Eight days after the murders, on April 26, 1995, a man searching for recyclables at the dump discovered Clark’s body in the abandoned refrigerator, and contacted the police. Melissa Mack, with whom John Koehler, Curley, and Clark had stayed prior to the killings, heard a news broadcast, which indicated that a woman’s body wearing particular clothing had been discovered one-half mile from Mack’s home. Mack recognized the clothing as that worn by Clark on the day of the shooting, and called police. Mack later identified the body discovered in the refrigerator as Clark’s, and told police that Clark had been travelling with a child. Mack further consented to a search of her home, which revealed, inter alia, a lock and bullets.
On April 28, 1995, police officers travelled to North Carolina to interview Curley. Curley confessed to the shootings and told the officers where the boy’s body could be found. He also revealed Appellant’s involvement in the crimes, and disclosed where they had discarded the murder weapon. At 11:00 p.m. that evening, the police found Austin Hopper’s body, and later recovered from Twin Ponds the gun and knife used in the murders. The police thereafter arrested Curley and charged him with the first degree murders of Clark and Hopper, various counts of criminal conspiracy, kidnapping, and aggravated assault, and one count each of endangering the welfare of a child and possession of an instrument of crime. The police also subsequently arrested Appellant for the first degree murders of Clark and Hopper, and charged him with related offenses. The Commonwealth tried Curley and Appellant separately, prosecuting Curley first.

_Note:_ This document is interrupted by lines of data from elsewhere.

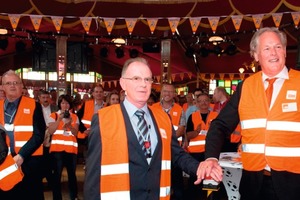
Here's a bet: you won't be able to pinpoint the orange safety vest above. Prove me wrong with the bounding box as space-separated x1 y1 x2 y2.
0 97 43 156
49 112 78 154
239 69 300 173
188 111 218 153
77 100 94 139
99 105 172 200
0 153 24 191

Curley waived his right to a jury, and proceeded to a bench trial based on stipulated facts on March 6, 1996. Immediately prior to Curley’s trial, however, the Commonwealth nolle prossed all the lesser charges against Curley, and proceed to prosecute him for two counts of first degree murder and one count of burglary. During Curley’s trial, the Commonwealth’s theory of criminal liability was that although Appellant solicited Curley to kill Clark and Hopper, Curley acted with his own free will in carrying out the crimes. Curley was thereafter convicted of two counts of first degree murder and one count of burglary.
On March 25, 1996, after Curley was convicted, but prior to his penalty proceeding, Appellant’s trial commenced. To demonstrate Appellant’s criminal liability for the first degree murders of Clark and Hopper based on a conspiracy and accomplice theory, the Commonwealth presented Curley’s testimony, which described in detail Appellant’s participation in the crimes. Curley informed the jury that in exchange for his testimony against Appellant, the Commonwealth would stipulate in Curley’s upcoming penalty proceeding that his cooperation served as mitigating evidence. The Commonwealth also presented the testimony of Kirk Schrader, whose involvement in this matter has its own prolix history, which is explained fully infra at –––– – ––––. Schrader testified that he observed Curley and Appellant discuss plans to kill Clark on the day of the murders. He explained that later that day, he heard gunshots being fired in his garage and saw Curley in the garage with his arm extended. The cars in the garage purportedly blocked Schrader’s view of Curley’s gun and Clark. Schrader further testified that he did not receive anything from the Commonwealth in exchange for his testimony.